L’idée m’a traversé l’esprit qu’à vingt ans, ces considérations me seraient passées douze pieds par-dessus la tête : je n’aurais jamais songé sérieusement à peser mes mots et mes amis sur les plateaux d’une même balance, cela n’aurait rimé à rien, puisque les mots pesaient plus lourd, toujours, plus que l’humain et que l’honneur et que la vie, que la famille et que l’amour, que la santé, le bonheur et le reste de ces abstractions illusoires auxquelles un monde frileux accordait tant de prix. À vingt ans, oui, mais non plus aujourd’hui que j’approchais du double. Il me fallait une meilleure raison que ça. Deux fois meilleure au moins. Meilleure deux fois que l’ambition légitime de diffuser mon œuvre au mieux, de la servir, la planter dans une terre grasse et l’arroser en masse et lui donner du soleil. Cette raison miraculeuse, qui doublerait l’ancien modèle, cette formule améliorée capable d’englober, de contenir les dimensions inflationnaires de mon cas de conscience, cette métaraison, je me fis fort de la trouver sur le chemin du rendez-vous avec Éric, mais il faut croire que je marchai trop vite car il achevait déjà sa seconde lecture que rien ne me venait encore.
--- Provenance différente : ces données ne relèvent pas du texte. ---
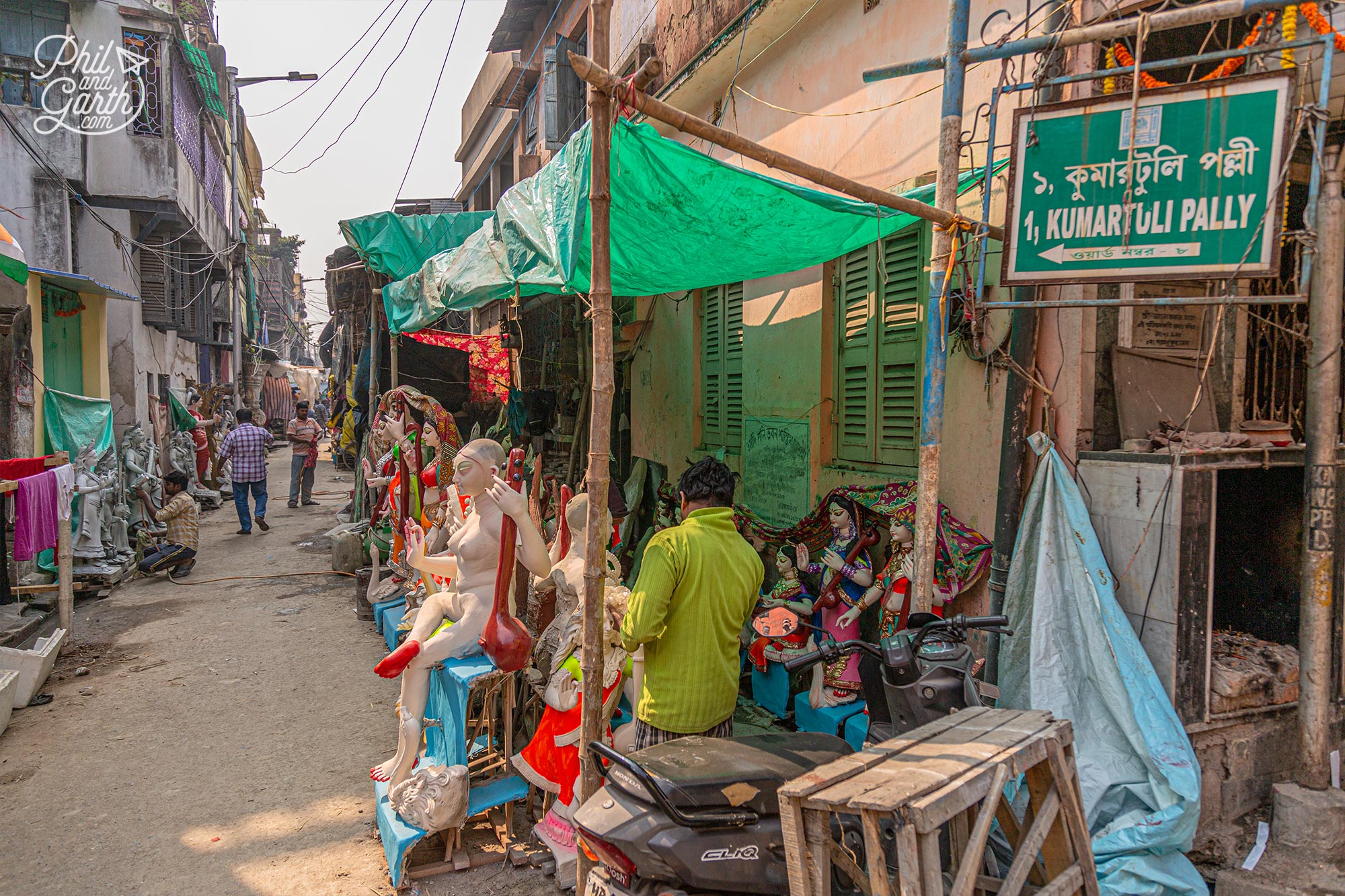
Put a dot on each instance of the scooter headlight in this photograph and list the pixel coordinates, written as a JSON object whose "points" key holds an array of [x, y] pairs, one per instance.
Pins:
{"points": [[627, 782]]}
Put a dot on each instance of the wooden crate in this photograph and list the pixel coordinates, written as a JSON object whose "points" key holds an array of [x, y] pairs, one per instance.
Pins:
{"points": [[948, 774]]}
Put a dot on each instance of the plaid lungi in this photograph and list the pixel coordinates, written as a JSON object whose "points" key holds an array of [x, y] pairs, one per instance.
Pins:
{"points": [[648, 735]]}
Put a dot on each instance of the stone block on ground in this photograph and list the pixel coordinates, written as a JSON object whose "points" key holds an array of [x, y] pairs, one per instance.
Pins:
{"points": [[1309, 821], [33, 665]]}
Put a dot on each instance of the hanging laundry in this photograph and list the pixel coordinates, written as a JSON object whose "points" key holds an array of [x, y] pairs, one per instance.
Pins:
{"points": [[488, 361], [65, 475], [24, 467], [36, 516]]}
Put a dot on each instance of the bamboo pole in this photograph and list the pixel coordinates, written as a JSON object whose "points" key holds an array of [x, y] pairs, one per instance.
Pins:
{"points": [[601, 79], [1321, 434], [601, 425]]}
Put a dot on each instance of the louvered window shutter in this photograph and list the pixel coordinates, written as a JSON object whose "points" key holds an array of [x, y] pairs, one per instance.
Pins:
{"points": [[899, 352], [551, 116], [712, 366], [856, 337], [154, 283], [734, 365]]}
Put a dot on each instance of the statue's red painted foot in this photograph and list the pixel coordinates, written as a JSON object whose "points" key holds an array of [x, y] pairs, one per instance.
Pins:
{"points": [[396, 662]]}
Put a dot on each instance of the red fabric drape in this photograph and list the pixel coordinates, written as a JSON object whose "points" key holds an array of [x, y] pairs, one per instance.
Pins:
{"points": [[488, 361]]}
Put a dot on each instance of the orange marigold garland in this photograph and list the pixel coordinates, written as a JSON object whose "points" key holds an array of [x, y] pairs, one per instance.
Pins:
{"points": [[1233, 64]]}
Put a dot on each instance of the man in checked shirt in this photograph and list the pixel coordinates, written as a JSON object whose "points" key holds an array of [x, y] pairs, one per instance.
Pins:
{"points": [[247, 446]]}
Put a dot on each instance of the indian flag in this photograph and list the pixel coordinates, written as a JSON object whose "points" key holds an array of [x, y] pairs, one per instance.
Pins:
{"points": [[13, 263]]}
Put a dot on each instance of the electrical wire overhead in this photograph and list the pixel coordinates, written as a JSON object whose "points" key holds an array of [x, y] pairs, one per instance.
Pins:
{"points": [[349, 50], [381, 79], [426, 120], [350, 79]]}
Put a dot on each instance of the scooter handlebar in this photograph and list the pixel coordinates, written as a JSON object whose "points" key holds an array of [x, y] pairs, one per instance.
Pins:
{"points": [[831, 650]]}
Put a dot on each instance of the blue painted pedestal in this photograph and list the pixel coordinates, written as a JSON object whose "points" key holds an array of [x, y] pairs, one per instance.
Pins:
{"points": [[856, 729], [446, 744], [827, 720], [385, 604], [771, 689]]}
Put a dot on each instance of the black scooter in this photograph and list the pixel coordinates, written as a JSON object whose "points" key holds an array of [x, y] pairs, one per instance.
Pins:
{"points": [[701, 814]]}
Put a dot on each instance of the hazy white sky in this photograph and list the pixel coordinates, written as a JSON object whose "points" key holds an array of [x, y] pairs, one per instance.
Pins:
{"points": [[361, 173]]}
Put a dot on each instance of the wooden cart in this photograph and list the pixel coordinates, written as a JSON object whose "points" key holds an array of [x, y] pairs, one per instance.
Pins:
{"points": [[948, 774]]}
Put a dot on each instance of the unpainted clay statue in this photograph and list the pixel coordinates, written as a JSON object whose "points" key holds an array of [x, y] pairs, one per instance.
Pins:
{"points": [[473, 560], [138, 462], [434, 798], [92, 540], [568, 579]]}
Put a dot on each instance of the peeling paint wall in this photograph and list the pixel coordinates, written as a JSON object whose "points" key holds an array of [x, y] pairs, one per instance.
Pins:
{"points": [[809, 60], [119, 350]]}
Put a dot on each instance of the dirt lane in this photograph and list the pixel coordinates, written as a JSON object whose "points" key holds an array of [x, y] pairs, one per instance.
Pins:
{"points": [[225, 744]]}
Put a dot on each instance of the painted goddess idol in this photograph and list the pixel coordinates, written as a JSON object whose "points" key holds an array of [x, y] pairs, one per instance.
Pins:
{"points": [[848, 567]]}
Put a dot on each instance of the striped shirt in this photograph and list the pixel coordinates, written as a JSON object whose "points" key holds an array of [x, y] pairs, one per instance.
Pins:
{"points": [[247, 446], [184, 521]]}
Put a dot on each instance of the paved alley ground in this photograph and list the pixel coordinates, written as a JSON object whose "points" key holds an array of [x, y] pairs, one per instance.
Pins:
{"points": [[227, 743]]}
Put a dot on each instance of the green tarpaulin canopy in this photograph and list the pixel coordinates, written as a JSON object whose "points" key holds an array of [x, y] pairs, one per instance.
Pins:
{"points": [[208, 85], [680, 221], [399, 245], [73, 421]]}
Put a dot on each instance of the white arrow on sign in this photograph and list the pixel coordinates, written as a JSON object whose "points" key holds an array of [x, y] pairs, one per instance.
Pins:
{"points": [[1061, 255]]}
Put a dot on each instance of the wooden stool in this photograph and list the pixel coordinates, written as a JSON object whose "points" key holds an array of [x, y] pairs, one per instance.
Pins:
{"points": [[950, 772]]}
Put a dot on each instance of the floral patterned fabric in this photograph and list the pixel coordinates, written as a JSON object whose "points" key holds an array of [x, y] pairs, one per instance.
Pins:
{"points": [[488, 361], [962, 557]]}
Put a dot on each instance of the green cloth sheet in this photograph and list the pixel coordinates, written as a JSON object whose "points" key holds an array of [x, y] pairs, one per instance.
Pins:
{"points": [[681, 220], [399, 245]]}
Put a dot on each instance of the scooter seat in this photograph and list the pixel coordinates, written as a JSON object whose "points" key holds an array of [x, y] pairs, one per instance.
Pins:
{"points": [[723, 772]]}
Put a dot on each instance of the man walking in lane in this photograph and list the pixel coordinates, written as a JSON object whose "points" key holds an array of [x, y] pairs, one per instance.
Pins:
{"points": [[302, 432], [247, 446]]}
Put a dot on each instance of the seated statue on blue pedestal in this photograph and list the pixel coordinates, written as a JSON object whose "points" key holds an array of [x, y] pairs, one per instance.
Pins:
{"points": [[471, 564]]}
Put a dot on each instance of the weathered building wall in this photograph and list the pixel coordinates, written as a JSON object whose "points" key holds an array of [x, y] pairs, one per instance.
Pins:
{"points": [[119, 350], [817, 68]]}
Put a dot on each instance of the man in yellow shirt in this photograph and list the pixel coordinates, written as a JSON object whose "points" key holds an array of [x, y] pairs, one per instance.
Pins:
{"points": [[699, 583], [184, 520]]}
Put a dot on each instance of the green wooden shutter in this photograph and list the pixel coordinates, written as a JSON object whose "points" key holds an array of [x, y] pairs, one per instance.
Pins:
{"points": [[712, 366], [154, 283], [734, 365], [856, 339], [899, 350]]}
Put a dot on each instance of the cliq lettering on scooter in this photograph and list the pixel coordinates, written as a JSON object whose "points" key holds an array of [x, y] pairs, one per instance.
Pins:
{"points": [[742, 853]]}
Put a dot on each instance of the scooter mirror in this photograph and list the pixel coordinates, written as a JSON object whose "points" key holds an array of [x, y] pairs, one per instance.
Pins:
{"points": [[777, 622]]}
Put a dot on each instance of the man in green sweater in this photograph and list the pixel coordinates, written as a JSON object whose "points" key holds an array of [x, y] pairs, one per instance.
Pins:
{"points": [[699, 583]]}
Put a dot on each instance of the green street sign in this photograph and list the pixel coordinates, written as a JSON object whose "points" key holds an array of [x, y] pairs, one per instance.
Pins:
{"points": [[1198, 196]]}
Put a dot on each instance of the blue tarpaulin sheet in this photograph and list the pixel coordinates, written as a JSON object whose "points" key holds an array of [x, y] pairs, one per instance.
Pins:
{"points": [[1077, 655]]}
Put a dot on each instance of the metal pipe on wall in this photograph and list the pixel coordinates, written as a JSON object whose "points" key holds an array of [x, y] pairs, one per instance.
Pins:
{"points": [[935, 337], [1321, 432], [1019, 393], [1202, 14]]}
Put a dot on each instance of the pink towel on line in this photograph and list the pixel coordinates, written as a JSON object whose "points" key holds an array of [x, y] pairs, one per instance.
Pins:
{"points": [[36, 516]]}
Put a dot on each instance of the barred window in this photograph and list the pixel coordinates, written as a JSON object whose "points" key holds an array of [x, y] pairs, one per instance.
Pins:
{"points": [[146, 83]]}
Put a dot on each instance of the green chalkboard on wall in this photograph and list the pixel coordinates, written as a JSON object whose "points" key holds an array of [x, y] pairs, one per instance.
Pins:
{"points": [[775, 469]]}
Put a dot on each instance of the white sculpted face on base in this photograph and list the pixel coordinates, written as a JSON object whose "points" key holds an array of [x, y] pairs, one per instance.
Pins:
{"points": [[471, 561], [477, 466], [434, 798]]}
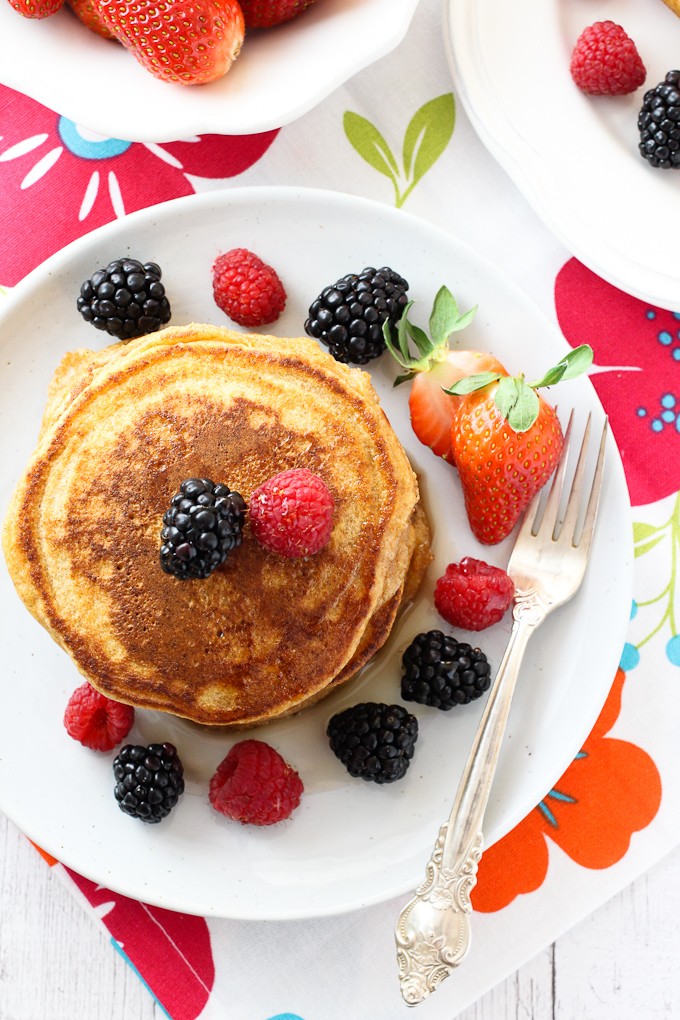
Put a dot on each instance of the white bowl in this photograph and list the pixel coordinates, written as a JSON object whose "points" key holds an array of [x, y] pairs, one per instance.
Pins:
{"points": [[279, 74]]}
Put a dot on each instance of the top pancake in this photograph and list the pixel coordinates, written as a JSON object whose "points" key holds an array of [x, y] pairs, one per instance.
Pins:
{"points": [[263, 634]]}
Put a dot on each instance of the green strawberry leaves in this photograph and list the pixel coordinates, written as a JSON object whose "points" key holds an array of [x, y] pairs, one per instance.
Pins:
{"points": [[573, 364], [425, 139], [517, 400], [445, 319]]}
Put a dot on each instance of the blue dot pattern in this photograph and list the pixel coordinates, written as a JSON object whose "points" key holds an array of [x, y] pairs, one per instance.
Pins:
{"points": [[90, 148], [673, 650], [629, 658]]}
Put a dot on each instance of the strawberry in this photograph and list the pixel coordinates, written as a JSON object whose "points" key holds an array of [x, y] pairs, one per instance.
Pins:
{"points": [[436, 367], [503, 437], [37, 8], [88, 12], [188, 42], [507, 441], [265, 13]]}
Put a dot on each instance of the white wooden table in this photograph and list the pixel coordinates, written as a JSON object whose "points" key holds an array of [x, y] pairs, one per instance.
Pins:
{"points": [[620, 964]]}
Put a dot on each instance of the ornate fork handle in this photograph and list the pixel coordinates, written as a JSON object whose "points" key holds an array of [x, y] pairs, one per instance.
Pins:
{"points": [[433, 929]]}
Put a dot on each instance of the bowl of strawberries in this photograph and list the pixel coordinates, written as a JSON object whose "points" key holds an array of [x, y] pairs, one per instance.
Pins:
{"points": [[160, 70]]}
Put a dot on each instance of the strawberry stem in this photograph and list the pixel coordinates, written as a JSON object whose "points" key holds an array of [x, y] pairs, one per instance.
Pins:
{"points": [[445, 319]]}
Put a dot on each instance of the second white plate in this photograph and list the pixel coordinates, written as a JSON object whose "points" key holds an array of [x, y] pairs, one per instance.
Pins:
{"points": [[574, 156]]}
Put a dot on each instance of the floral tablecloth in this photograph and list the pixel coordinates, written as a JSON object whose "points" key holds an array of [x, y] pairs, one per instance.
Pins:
{"points": [[616, 810]]}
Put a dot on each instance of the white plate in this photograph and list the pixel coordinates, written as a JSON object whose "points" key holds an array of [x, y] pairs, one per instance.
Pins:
{"points": [[279, 74], [350, 843], [574, 156]]}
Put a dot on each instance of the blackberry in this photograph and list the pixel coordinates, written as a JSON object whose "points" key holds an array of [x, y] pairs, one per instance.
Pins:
{"points": [[374, 741], [659, 123], [348, 316], [126, 299], [149, 780], [441, 672], [202, 525]]}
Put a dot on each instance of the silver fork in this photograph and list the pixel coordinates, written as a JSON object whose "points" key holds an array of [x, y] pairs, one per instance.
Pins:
{"points": [[547, 565]]}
Alors, pris d’un soudain mordant dégoût, comprenant que j’allais dépouiller mon ami CGDR en son absence et me déshonorer du même élan et mettre ça, ce geste froid de carriériste avide, sur le dos de l’idéal artistique, je rétrogradai sans ralentir, je crus sentir cramer le caoutchouc de mon cœur élastique, grincer la machine en surchauffe, mais rien n’y parut cependant que j’embrayais sur le sujet de la chanson, soit CGDR lui-même, et je brossai un tel portrait du personnage, tandis que Vigneau jouait fin seul au pool, qu’Éric en perdit tout intérêt pour les textes qu’il déposa sur la table voisine sans me quitter des yeux, réclamant d’en savoir davantage.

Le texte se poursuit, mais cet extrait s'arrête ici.